Continuo com a forte impressão que o senhor toma conta dos cemitérios. – concluí um pouco receosa.

- Não é bem assim. No Universo, tudo responde às hierarquias. Minha tarefa é associada com a cura das doenças e a transformação de energias que se segue depois da morte. Minha associação com as feridas e a varíola não quer dizer que eu seja uma entidade que leva o Mal e as doenças. Estamos acima do Bem e do Mal. Trabalhamos para Oxalá, que é a Justiça, Misericórdia e o Amor infinito!

- Quais as religiões que estão ligadas ao senhor?

- Umbanda e Candomblé, principalmente.

- Assisti uma série de TV em que o senhor aparece para uma mulher e cura uma criança muito doente. Era uma cena do seriado Tereza Batista Cansada de Guerra que passou na televisão faz muito tempo. Foi uma cena muito bonita que me deixou sensibilizada. Isso pode acontecer? Quem está doente pode lhe pedir a cura?

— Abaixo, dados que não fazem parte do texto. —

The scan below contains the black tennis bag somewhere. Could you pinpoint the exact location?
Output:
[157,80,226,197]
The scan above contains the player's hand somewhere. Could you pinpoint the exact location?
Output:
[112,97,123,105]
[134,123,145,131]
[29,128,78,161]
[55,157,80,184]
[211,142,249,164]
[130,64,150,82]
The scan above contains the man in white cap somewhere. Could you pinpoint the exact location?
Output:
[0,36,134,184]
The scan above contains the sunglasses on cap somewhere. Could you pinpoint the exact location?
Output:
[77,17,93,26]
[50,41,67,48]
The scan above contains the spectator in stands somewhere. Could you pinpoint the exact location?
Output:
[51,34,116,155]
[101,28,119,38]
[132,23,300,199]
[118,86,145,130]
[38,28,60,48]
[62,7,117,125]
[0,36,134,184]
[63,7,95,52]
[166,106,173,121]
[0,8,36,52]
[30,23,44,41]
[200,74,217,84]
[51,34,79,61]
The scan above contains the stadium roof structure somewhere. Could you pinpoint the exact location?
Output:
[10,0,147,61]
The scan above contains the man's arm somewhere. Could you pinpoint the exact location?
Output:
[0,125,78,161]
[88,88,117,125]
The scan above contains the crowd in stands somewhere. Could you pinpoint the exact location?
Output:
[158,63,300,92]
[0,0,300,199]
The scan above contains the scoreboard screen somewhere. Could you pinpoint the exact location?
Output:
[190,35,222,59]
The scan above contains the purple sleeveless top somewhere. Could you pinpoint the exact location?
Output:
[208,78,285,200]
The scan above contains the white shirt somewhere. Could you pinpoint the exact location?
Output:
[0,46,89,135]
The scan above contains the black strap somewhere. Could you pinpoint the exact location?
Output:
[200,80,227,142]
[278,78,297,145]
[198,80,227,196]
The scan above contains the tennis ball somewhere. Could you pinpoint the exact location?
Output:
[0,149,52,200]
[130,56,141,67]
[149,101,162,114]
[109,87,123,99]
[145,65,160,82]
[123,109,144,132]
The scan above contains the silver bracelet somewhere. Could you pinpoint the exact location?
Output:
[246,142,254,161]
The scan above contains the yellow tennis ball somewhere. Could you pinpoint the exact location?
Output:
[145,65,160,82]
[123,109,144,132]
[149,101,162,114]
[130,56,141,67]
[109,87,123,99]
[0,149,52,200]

- Tudo é uma questão da lei do merecimento. A fé verdadeira mobiliza energias de cura e bem estar. No entanto, a doença começa no espírito e é o resultado de nossas mazelas e imperfeições.

- Li uma lenda em que sua mãe o achou muito feio quando nasceu. É verdade que se oculta sob a palha para esconder o rosto cheio de feridas?Qual é o seu símbolo?- eu estava muito nervosa.(Não houve resposta). Após uma pausa ele me disse telepaticamente:

- Meu símbolo é o Xaxará. Está vendo?

Vi que ele segurava uma espécie de cetro na mão.

- Tenho uma espécie de cetro, com sementes dentro. É com o Xaxará que espalho meu axé. É com esse símbolo que tiro a energia negativa das casas das pessoas.

- Algumas pessoas não acreditam em orixás e muito menos nos cultos afro-brasileiros. O que o senhor tem a dizer sobre isso?

- Cada um tem o direito de acreditar no que lhe aprouver. É o livre arbítrio! No entanto, enquanto houver preconceito entre as pessoas, estaremos muito distantes do objetivo das religiões. O objetivo das religiões é religar as pessoas e não separá-las. Procure estudar mais sobre o assunto. A informação nos livra do véu da ignorância e do preconceito.

- Como é a personalidade de quem é filho de Omulu?Gostaria que o senhor finalizasse com uma mensagem para aquelas pessoas que perderam entes queridos.

- Nesse dia considerado de Dia dos Mortos, fiquem em prece e relembrem dos entes queridos com saudade, mas sem desespero. Uma oração ajuda muito aquele que já partiu. Um dia, reencontraremos aqueles que nos foram caros, porque a Morte é apenas uma passagem!

De repente, senti um forte arrepio e aquele Orixá misterioso desapareceu. Mesmo assim, continuei ouvindo um chocalho ecoando pelo ar.

Respeitosamente, fiz uma reverencia:

- Atotô, Senhor Omulu! Continue ajudando a todos aqueles que precisam da cura da alma e do corpo!